Think on your billionaires. Here are a few that spring to mind:
- Warren Buffet, that investing hero in off-the-rack affordable suits
- Steve Jobs, the black shirt, the jeans, the intensity
- Donald Trump, today’s Barnum-and-Bailey business showman in tailored, puffed-out power wear
- Oprah! — need I say more?
They are as different as snowflakes, in their personas, in how they dress, in how they work their work. Go back a hundred years to the titans of the day. Similarity ruled. Not only the clothes, it even looked as if they went to the same barber.
The profusion
The other day I was trotting around doing business and I was struck by what my Grandmother Griffith was struck by thirty years ago when we were sitting outside of a mall waiting on family to join us — how many more clothing options there were than when she was a young adult. Now there are added layers of individuality — hair style, hair color, tats, piercings, accessories, teethwear for godsakes . . . .
From what we read to what we think to the freedom we have in choosing where to live to what we do in our lives, there is a proliferation of design-your-own-life choices. If we spoke with an economic historian she would be able to point out with great fanfare the eruption in types of jobs and businesses now compared to a hundred years ago. It’s on the magnitude of the Cambrian Explosion in life forms.
And we can say the economic historian is possibly a she. A hundred years ago, no.
I’ve worked with a guy on and off for years who in his mid-thirties in suburbia has managed to never own a car! He bicycles everywhere.
I know artists who own homes north and south, who live famously well and are able to thrive off of street festivals. You couldn’t do that in the Middle Ages. Not with a spa and a pool.
In my own little life I’ve been a tire changer, a graphic artist, a proofreader, a waiter, a valet, a drug seller, a ranch worker, a smoothie maker, and a vacuum salesman if you can count half-a-day of training as a job — all before I was thirty. I’ve left out something I’m sure, partially for brevity, partially for sheer not being able to remember it all.
The fecundity of options is dazzling, the difference between now and then is as striking as a night sky witnessed in the Colorado mountains by a city dweller.
Why are we weary then?
Why are we burnt out?
I think one reason is we don’t hue to our own instincts enough.
It takes discipline to simplify into your own genius.
We take on the mindset of the collective. Because it’s out there we must do it, eat it, buy it.
I’m struck by how some of the most singular individuals in history lived so simply they became utterly themselves and no one else.
Jesus we know much about, an itinerant rabbi who lived so simply he had no home.
Socrates, a poor man who influenced how we think about thought forever.

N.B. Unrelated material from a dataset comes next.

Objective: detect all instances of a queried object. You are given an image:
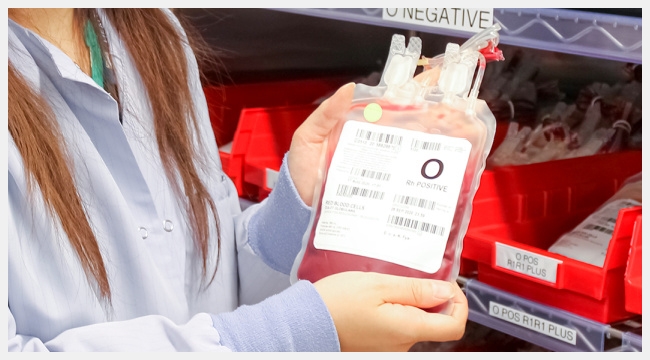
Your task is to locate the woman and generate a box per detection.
[8,9,467,351]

Lao Tzu, who extolled spareness, whose koan-like proclamations tendril through history all the way to Yoda.
Simplicity and genius bask in time, open time. The irony is that it takes un-choosing to get there. Choosing not to travel to that place and that place and that place. Choosing not to scatter yourself like Hugh Hefner’s seed. Choosing not to plug in, turn on, tune in.
The exquisite paradox is that by simplifying to your most essential interests you become ever more distinctive.